Brereton confessed to the spy tag late last month, following weeks of speculation about the identity of the mysterious "Agent RS452".

Ngcuka - who spend several years in apartheid jails in the mid 1980s - was accused of being a spy for the apartheid government by two senior members of the ruling African National Congress who are being investigated for corruption themselves by Ngcuka's unit.

Brereton told The Star newspaper: "I was RS452 and I have had enough of the lies and deceit."

She said it took her up to the late 1980s to finally realise that the security police she had been helping were "brutal".

"I once asked Karl about detainees being tortured. He said they never tortured detainees and that it was all a communist conspiracy," she told the state television programme.

She added: "I believed him, although beneath the surface I suppose I knew it could not possibly be true."

A final report by South Africa's Truth and Reconciliation Commission (TRC), appointed in 1995 by then president Nelson Mandela to probe atrocities committed under apartheid, said torture was widespread at the time in the province where Brereton worked.

"There was a sharp increase in killings, torture and severe ill treatment in 1985, just before (a) state of emergency. Torture was a key violation in the Eastern Cape."

Brereton described herself as a person with a low self-esteem as the result of a birth defect, which left her with a gnawing need for attention, power and control.

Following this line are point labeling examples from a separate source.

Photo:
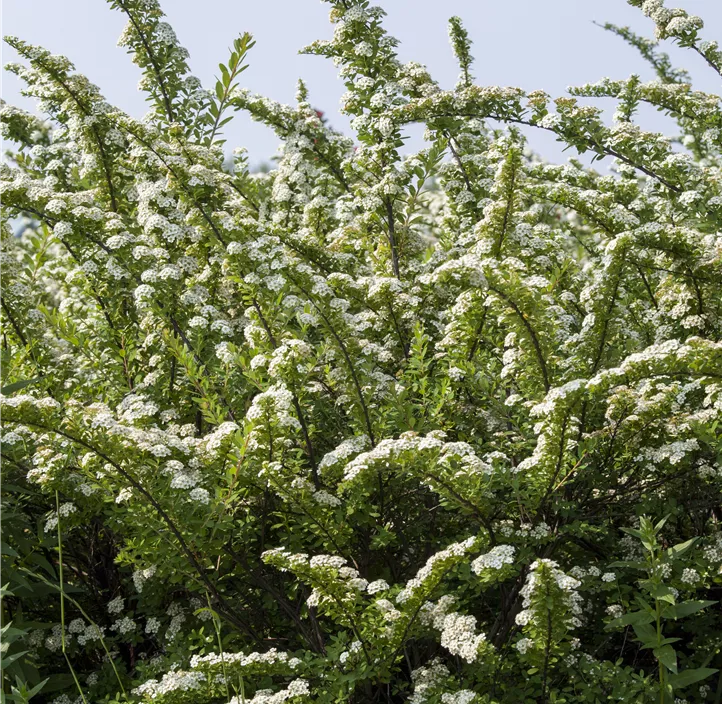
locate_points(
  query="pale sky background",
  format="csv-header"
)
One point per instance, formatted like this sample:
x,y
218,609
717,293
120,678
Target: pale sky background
x,y
546,44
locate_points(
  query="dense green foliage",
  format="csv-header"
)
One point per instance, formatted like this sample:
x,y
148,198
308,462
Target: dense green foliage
x,y
440,428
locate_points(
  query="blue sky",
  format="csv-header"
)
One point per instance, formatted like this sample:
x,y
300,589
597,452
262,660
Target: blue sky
x,y
547,44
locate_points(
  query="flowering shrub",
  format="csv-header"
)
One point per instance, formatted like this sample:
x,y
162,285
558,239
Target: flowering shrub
x,y
440,428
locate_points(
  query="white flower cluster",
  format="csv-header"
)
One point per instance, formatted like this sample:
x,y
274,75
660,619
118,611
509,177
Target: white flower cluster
x,y
495,559
297,688
170,683
458,631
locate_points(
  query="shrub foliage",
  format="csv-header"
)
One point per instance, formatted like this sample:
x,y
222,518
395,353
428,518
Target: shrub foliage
x,y
370,427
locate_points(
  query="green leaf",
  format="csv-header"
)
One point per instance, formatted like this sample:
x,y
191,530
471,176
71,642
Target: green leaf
x,y
7,661
12,388
688,677
687,607
667,656
646,633
636,617
676,551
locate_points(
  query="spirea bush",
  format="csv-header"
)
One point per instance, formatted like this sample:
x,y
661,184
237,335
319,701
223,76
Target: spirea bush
x,y
436,428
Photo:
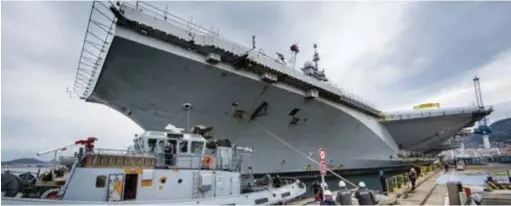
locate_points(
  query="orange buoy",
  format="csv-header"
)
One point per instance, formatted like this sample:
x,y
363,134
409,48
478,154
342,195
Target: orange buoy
x,y
207,161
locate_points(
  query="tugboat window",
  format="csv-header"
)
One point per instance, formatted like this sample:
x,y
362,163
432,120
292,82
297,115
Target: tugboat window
x,y
100,181
197,147
184,146
152,145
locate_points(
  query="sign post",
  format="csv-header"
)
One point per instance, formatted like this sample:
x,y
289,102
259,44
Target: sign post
x,y
322,168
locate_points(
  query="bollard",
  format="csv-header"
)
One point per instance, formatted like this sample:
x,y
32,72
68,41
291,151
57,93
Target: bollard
x,y
453,192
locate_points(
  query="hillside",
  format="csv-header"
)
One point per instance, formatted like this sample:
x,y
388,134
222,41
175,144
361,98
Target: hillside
x,y
501,132
23,161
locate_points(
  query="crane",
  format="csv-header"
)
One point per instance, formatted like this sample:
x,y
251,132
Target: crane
x,y
483,129
87,143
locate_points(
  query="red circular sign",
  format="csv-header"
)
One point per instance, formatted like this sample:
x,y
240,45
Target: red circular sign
x,y
323,168
322,154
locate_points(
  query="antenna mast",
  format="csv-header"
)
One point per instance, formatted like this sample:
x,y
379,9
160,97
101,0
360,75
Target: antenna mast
x,y
316,57
294,52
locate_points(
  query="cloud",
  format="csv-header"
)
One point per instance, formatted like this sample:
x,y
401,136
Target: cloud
x,y
395,54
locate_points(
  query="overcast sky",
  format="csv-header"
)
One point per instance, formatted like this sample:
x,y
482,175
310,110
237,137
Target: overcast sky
x,y
395,55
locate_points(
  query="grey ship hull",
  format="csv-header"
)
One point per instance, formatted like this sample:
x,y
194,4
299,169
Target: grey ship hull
x,y
149,81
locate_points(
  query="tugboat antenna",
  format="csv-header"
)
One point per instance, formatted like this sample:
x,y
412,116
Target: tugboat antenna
x,y
316,57
187,107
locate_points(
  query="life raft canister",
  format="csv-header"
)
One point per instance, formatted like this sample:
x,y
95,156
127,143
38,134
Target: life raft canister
x,y
207,161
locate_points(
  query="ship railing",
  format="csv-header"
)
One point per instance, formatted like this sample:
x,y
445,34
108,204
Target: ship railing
x,y
239,49
432,113
98,36
194,161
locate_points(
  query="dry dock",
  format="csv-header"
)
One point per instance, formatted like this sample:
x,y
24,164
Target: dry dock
x,y
432,188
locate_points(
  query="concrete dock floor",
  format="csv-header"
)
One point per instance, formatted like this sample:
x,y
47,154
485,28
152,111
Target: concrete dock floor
x,y
432,189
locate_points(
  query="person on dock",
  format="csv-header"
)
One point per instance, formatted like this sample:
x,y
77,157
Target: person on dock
x,y
316,188
413,178
329,199
383,182
364,196
343,195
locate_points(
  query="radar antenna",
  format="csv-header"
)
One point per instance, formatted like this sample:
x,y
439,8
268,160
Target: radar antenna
x,y
294,52
316,57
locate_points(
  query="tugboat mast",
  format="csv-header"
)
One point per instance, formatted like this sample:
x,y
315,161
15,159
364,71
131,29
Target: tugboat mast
x,y
316,57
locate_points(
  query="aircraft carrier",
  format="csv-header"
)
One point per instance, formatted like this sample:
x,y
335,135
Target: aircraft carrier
x,y
158,69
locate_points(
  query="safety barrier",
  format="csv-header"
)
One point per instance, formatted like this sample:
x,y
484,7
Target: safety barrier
x,y
396,182
473,160
503,159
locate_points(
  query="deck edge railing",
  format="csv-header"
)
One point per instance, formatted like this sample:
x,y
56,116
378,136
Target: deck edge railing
x,y
98,36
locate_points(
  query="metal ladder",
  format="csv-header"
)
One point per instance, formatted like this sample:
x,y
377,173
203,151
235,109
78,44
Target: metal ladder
x,y
196,185
98,36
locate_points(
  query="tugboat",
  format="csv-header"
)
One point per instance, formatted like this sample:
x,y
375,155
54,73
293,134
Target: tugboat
x,y
162,167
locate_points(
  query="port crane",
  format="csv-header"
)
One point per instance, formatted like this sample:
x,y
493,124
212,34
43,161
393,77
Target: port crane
x,y
483,129
87,143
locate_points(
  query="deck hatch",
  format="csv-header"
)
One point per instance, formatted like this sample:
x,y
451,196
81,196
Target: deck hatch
x,y
294,111
285,194
261,201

"I was born with a dislocated hip joint... my one leg was shorter than the other which led to my very low self-esteem. South African society is very sexist and I felt not that desirable. I guess I wanted people to take notice of me."

Former youth activist Looks Matoto told the Johannesburg-based Sunday Times how Brereton once in 1986, interviewed him in a see-through nightie.

"I confided to her that we were going to leave the country at the end of the week. I told her the names of the group. Two days later, all of us (were) arrested and imprisoned for over two days..."

Janet Cherry, then a banned activist represented by Brereton and now a science researcher, told the Cape Argus newspaper: "I am shocked, but not surprised, but also very sad."

Glenn Goosen, himself a human rights lawyer, said the implications for a lawyer who worked for an agency she fought on behalf of her clients were "quite serious."

"Her practice was entirely built on left-wing cases," he told the Cape Argus. "Personally, it is still difficult to come to terms with that level of betrayal."

With acknowledgements to Jan Hennop, Sapa-AFP and Independent Online.